Institute History
Description
Formally stunning and compositionally complex, Sugar, Reynold Reynolds's and Patrick Jolley's first feature, is a striking postnarrative, Gothic horror masterpiece. When a woman rents a miserably tiny room, she finds mountains of belongings from the previous tenant, "Anthony," as well as messages on the machine from the landlord, his mother, and a calm, threatening Irishman. As she cleans up the place, she begins to experience uncanny visions, nightmares, and the feeling that Anthony is much closer than she imagined.

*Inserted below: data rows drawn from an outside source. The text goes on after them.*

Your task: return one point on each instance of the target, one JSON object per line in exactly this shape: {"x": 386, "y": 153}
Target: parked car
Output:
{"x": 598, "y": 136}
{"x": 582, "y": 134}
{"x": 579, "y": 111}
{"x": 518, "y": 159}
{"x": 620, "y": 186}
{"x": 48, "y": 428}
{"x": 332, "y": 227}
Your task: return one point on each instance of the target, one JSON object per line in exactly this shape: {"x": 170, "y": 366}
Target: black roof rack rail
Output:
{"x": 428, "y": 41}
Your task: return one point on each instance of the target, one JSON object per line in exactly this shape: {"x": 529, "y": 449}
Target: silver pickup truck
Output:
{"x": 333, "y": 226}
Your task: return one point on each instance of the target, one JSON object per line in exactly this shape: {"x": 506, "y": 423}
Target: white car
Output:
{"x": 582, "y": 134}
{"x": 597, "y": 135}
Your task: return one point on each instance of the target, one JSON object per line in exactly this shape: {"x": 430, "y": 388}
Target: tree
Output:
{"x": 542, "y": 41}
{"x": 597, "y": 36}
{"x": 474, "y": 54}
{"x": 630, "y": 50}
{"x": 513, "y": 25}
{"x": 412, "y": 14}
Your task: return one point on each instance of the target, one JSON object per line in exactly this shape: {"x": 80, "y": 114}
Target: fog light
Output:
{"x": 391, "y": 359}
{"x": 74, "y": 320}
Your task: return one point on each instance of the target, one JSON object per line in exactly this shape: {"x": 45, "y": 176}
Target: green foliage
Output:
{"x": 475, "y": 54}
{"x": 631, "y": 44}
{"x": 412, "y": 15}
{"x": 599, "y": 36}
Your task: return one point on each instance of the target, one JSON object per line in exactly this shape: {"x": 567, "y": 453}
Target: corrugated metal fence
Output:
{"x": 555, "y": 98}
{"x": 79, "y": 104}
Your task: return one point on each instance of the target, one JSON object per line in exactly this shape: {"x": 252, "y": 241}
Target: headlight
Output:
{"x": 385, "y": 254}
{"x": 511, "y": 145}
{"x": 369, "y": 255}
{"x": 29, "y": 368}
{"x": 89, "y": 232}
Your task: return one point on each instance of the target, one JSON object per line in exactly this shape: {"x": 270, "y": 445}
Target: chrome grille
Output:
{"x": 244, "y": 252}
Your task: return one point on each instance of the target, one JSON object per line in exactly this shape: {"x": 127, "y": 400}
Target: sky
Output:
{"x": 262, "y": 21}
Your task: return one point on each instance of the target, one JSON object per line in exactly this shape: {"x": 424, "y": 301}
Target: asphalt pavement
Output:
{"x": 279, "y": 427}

Samara Golden gives a brilliantly unsettling performance; with no one to talk to, her sanity is eroded by a confrontation with her own body in this confining space, the size of a postage stamp. The mise-en-scène is like a filthy fishbowl; a fourth wall of grimy shop glass catches graffiti and backlights the woman, while the omnipresent shadows of street figures begging, pissing, and quarreling heighten the visual distance of this odd girl-woman from the world.
Terror haunts her sweaty-summer mind as she ritualistically cleans the room, strips to old-fashioned bra and panties, climbs in the fridge to cool down, and makes pudding. Sugar is a terrifying, intoxicating cockroach-eye view into the sweet surrender of hysteria and comforts of urban claustrophobia that will have you crawling out of your skin.